Serviceability analysis of reinforced lightweight aggregate concrete beams

Abstract

With its widespread adoption, concrete is an indispensable building material for urban and transport infrastructure. However, the high density of concrete significantly increases the dead load of structures, and that in turn leads to more massive members and higher foundation costs. To reduce the self-weight, the use of lightweight aggregate concretes (LWAC) is a prominent solution. However, the absence of reliable constitutive models and design approaches has restricted the structural application of LWAC. The present research focuses on the serviceability behaviour of reinforced LWAC beams subjected to short-term loading. The experimental programme encompasses eight beams with the reinforcement ratio varied from 0.30% to 0.55% tested by the authors.

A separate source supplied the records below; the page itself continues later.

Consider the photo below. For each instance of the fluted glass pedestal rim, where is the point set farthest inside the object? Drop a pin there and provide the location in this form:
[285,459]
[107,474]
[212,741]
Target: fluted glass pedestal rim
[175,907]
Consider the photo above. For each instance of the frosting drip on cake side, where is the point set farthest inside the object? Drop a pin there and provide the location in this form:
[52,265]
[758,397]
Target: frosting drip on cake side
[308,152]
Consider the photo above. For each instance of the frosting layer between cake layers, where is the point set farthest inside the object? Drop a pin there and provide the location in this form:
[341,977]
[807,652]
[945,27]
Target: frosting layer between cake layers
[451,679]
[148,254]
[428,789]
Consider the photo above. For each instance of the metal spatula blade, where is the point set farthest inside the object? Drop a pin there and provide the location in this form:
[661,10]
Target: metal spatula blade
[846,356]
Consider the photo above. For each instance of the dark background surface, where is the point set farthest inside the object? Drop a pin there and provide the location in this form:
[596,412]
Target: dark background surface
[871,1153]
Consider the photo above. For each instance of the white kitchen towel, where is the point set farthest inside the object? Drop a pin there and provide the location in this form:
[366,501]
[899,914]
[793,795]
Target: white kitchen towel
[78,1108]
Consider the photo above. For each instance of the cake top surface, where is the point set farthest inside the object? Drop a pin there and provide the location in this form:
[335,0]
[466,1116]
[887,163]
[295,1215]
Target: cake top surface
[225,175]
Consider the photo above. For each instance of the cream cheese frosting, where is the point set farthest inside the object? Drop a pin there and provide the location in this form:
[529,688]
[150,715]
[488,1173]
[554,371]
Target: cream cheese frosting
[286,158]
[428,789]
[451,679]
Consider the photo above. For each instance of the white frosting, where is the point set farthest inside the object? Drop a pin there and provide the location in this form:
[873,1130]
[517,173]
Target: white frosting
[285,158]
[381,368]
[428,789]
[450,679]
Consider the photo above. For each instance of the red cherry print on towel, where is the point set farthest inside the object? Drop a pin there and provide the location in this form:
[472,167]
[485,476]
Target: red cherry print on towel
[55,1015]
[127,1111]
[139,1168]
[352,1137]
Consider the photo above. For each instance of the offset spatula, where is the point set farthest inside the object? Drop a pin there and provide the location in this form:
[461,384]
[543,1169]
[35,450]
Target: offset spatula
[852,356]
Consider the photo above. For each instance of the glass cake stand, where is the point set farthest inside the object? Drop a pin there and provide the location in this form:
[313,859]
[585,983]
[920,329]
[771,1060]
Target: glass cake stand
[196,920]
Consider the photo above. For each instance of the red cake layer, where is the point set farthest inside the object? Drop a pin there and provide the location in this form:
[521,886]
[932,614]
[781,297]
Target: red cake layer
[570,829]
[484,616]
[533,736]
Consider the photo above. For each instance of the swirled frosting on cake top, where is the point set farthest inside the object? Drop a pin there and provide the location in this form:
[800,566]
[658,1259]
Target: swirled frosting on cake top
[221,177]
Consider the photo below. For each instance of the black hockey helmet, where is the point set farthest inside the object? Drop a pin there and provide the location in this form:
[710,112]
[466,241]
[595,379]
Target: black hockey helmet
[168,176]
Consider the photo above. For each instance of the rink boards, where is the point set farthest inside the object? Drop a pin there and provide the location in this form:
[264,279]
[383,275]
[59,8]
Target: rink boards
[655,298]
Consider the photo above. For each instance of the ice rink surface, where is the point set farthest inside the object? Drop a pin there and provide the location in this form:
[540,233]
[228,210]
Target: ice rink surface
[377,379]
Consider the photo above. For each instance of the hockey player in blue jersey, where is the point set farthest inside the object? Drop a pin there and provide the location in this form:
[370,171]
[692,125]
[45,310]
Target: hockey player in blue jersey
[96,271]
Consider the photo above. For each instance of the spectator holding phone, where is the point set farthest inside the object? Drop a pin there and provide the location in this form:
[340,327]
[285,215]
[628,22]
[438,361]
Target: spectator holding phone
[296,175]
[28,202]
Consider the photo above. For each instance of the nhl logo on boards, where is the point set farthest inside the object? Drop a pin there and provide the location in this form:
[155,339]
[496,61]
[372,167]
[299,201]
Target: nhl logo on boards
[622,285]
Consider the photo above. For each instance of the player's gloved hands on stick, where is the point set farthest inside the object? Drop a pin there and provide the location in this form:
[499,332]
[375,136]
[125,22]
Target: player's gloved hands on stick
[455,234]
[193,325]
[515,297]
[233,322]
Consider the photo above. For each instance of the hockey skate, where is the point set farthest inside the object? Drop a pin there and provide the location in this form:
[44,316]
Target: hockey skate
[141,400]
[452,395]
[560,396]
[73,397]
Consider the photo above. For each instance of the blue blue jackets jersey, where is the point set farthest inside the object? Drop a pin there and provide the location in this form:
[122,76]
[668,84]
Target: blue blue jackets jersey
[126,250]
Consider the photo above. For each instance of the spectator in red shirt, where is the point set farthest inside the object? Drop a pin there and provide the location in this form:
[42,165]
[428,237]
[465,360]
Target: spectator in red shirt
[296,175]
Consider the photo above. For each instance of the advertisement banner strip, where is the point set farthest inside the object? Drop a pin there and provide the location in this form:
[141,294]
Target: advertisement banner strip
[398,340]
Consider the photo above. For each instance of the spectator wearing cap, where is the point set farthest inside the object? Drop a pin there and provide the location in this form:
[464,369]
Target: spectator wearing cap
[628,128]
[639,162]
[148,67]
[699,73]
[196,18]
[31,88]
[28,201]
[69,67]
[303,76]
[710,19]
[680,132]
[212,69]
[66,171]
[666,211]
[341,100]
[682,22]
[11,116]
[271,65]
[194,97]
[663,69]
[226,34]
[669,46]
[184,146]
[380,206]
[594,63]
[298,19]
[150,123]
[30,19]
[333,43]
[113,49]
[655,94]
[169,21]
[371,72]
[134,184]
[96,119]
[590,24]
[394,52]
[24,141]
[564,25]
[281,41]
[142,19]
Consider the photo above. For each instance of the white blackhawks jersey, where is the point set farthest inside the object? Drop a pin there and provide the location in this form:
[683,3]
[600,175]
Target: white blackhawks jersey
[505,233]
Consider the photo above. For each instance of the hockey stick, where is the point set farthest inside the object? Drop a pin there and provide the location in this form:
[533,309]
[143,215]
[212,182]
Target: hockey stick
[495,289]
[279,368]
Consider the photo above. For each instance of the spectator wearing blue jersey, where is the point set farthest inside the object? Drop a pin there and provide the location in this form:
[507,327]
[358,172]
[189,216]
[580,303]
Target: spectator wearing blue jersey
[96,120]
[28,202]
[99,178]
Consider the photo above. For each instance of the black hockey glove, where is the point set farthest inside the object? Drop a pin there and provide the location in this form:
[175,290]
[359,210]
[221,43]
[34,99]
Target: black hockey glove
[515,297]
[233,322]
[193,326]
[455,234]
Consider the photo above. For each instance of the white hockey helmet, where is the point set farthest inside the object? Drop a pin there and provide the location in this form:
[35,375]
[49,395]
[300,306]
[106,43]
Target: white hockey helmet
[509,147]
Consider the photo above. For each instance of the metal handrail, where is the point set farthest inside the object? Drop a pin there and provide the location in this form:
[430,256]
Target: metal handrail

The inverse analysis approach is applied for deriving a tension-stiffening model of LWAC member. The model was derived with the elimination of shrinkage effect, which is vital for adequate evaluation of the deformation behaviour of reinforced elements made of LWAC (due to relatively large shrinkage deformation and low cracking resistance of the concrete material). The derived model was verified with the employment of nonlinear finite element software ATENA in conjunction with the test results from a number of beams reported in the literature. The comparative analysis reveals satisfactory accuracy of the proposed model: the relative prediction errors were within the 5% interval. The experimentally obtained crack spacing of beam specimens is also compared with the computed crack spacing, and the results are in good agreement.